The pandemic hit just as Kent State by Derf was set to be published. Consequently the presentations have been mostly virtual. This event will be an opportunity to see Derf’s full presentation of the work and the research that went into creating what has quickly become a modern classic of graphic novel journalism. Kent State won the prestigious Eisner Award in 2021 for Best Reality Based Work and an Alex Award from the American Library Association, which honors adult books that have a special appeal to teens. Derf is also the author the Punk Rock & Trailer Parks, Trashed and My Friend Dahmer.
“Derf Backderf’s masterful Kent State does what really good, in-depth journalism should always do–breathe life into cold, hard facts–but in this case, with searing, memorable images, drawings that put us inside the skin of the protagonists. The students and the soldiers are all tragic figures in this telling, and Backderf lets us decide how to judge them. The final, violent scenes are almost Goyaesque in their brutal reality. You don’t simply put this book down and get on with your life after reading the final page–you slowly recover, shaken from the experience.”
— Bill Griffith, author of Zippy the Pinhead, Invisible Ink, and Nobody’s Fool
Brad Ricca and Courtney Sieh will talk about the collaborative process of creating Ten Days in a Madhouse, a non-fiction graphic account about journalist Nellie Bly.
“While working for Joseph Pulitzer’s newspaper in 1887, Nellie Bly began an undercover investigation into the local woman’s lunatic asylum on Blackwell’s Island. Intent on seeing what life was like on the inside, Bly fooled trained physicians into thinking she was insane– a task too easily achieved– and had herself committed. In her ten days at the asylum, Bly witnessed horrifying conditions: the food was inedible, the women were forced into labor for the staff, the nurses and doctors were cruel or indifferent, and many of the women held there had no mental disorder of any kind. Now adapted into graphic form by Brad Ricca and vividly rendered with beautiful and haunting illustrations by Courtney Sieh, Bly’s bold venture is given new life and meaning, as her fearless scrutiny into the living conditions at Blackwell’s asylum forever changed the field of journalism.

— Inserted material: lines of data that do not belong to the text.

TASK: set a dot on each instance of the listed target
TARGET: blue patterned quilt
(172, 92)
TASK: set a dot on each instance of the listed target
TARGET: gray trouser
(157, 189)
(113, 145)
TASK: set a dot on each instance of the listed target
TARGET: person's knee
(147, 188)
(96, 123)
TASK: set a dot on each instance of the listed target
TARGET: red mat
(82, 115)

A timely reminder to take notice of forgotten populations, Then Days in a Mad-House warns us what happens when we decide to look away.”

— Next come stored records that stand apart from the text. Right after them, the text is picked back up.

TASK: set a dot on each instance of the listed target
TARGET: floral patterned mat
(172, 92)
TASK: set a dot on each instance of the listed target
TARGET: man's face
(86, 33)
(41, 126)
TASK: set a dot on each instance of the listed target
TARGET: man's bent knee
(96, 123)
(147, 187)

Brad Ricca is the Edgar-nominated author of five books, including True Raiders, Olive the Lionheart, Mrs. Sherlock Holmes, and the award-winning Super Boys. His independent film Last Son won a Silver Ace Award.
Courtney Sieh graduated from the Cleveland Institute of Art in 2016 with a BFA in illustration and an emphasis in interior architecture. Currently she is freelancing out of a swamp near Minneapolis, kept company at her drafting table by her two cats.

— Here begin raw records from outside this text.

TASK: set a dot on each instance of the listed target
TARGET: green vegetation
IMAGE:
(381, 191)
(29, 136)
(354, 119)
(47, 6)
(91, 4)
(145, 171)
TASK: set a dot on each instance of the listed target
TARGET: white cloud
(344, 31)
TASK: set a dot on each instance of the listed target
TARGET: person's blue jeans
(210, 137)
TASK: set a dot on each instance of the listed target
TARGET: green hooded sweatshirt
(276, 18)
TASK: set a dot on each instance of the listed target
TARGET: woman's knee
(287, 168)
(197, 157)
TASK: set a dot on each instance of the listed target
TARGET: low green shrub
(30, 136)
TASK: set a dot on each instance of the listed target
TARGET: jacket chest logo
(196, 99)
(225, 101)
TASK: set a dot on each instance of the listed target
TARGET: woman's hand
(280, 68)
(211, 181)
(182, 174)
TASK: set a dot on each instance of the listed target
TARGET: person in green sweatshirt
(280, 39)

Jake Kelly will be discussing his series depicting underground Cleveland history. Doomsday Map (Vol 1) is about several bombings in the 1970s, Shadows Will Fall chronicles the links between the murders of a judge’s wife and a folksinger, In the New Era (Vol 3) is about a notorious burlesque club and Volume 4, soon to be published, is about the Hells Angels in Cleveland.
Jake Kelly is an author and illustrator and the co-creator with John G of the serial comic Lake Erie Monster.